The “of course, but” in that last sentence seems very telling. These are marketing professors after all. It seems to me that they are trying to motivate consumers to rethink their resistance to consumerism and are trying to encourage marketers to remind them of a future self that will nostalgically look back on that consumerism as a life well lived.

Our findings suggest that marketers of luxury products and leisure services could benefit from prompting consumers to predict their feelings in the future if they forgo the indulgent choice. For instance, a travel company might ask customers to consider how they’ll feel about having passed up a family vacation package once the nest is empty.

Consumers, too, can benefit from such prompts. In the words of the late Massachusetts senator Paul Tsongas, “Nobody on his deathbed ever said, ‘I wish I had spent more time at the office.’”

This rationale is often used in defense of advertising — it helps consumers find their wants, and get more out of the concept of desiring itself by stimulating it. It unleashes our impulsivity, which is freedom in action, right? I’m sure all those people who thought long-term about the houses they were buying in 2006 feel great about their purchases now and are so pleased that they didn’t stop themselves from indulging.

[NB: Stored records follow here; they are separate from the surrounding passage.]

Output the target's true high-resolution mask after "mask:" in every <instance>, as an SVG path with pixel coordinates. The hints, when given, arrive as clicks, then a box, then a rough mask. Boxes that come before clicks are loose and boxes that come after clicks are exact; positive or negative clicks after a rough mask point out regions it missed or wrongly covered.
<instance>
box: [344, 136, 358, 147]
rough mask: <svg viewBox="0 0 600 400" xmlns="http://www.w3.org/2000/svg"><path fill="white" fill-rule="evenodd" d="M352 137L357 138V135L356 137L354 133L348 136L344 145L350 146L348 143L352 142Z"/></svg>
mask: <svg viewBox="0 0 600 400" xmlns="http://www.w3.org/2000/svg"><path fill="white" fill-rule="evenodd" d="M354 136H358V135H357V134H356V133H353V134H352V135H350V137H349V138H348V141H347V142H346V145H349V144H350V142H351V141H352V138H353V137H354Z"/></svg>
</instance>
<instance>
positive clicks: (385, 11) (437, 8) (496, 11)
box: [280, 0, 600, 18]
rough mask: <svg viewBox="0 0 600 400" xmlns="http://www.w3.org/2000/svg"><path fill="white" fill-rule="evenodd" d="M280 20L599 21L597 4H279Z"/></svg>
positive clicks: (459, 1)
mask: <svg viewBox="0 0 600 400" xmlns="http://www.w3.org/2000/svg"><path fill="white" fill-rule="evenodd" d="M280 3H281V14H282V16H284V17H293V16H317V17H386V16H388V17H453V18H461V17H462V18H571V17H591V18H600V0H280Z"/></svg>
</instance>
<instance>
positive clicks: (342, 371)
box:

If desiring things is in itself pleasurable — and it clearly is — then advertising does us the great service of stoking it. But desire is not an unalloyed good; it’s a cognitively draining state of contradiction — mixed in with the excitement and fantasies of possession and the motivation to achieve that it brings, it also yields envy and disappointment and dissatisfaction at the same time. The point of criticizing consumerist desire is not that it’s inherently bad or unpleasurable, but that it restricts us to certain definitions of what is pleasurable, and casts our dreams and regrets (as the researchers discovered) into a specific mold. Clearly we should take more action in the present moment, but that need not take the form of making purchases, as this marketing research seems to imply. Seems like similar studies could be contrived to suit this unconsumption motto: Work less, buy less, do more.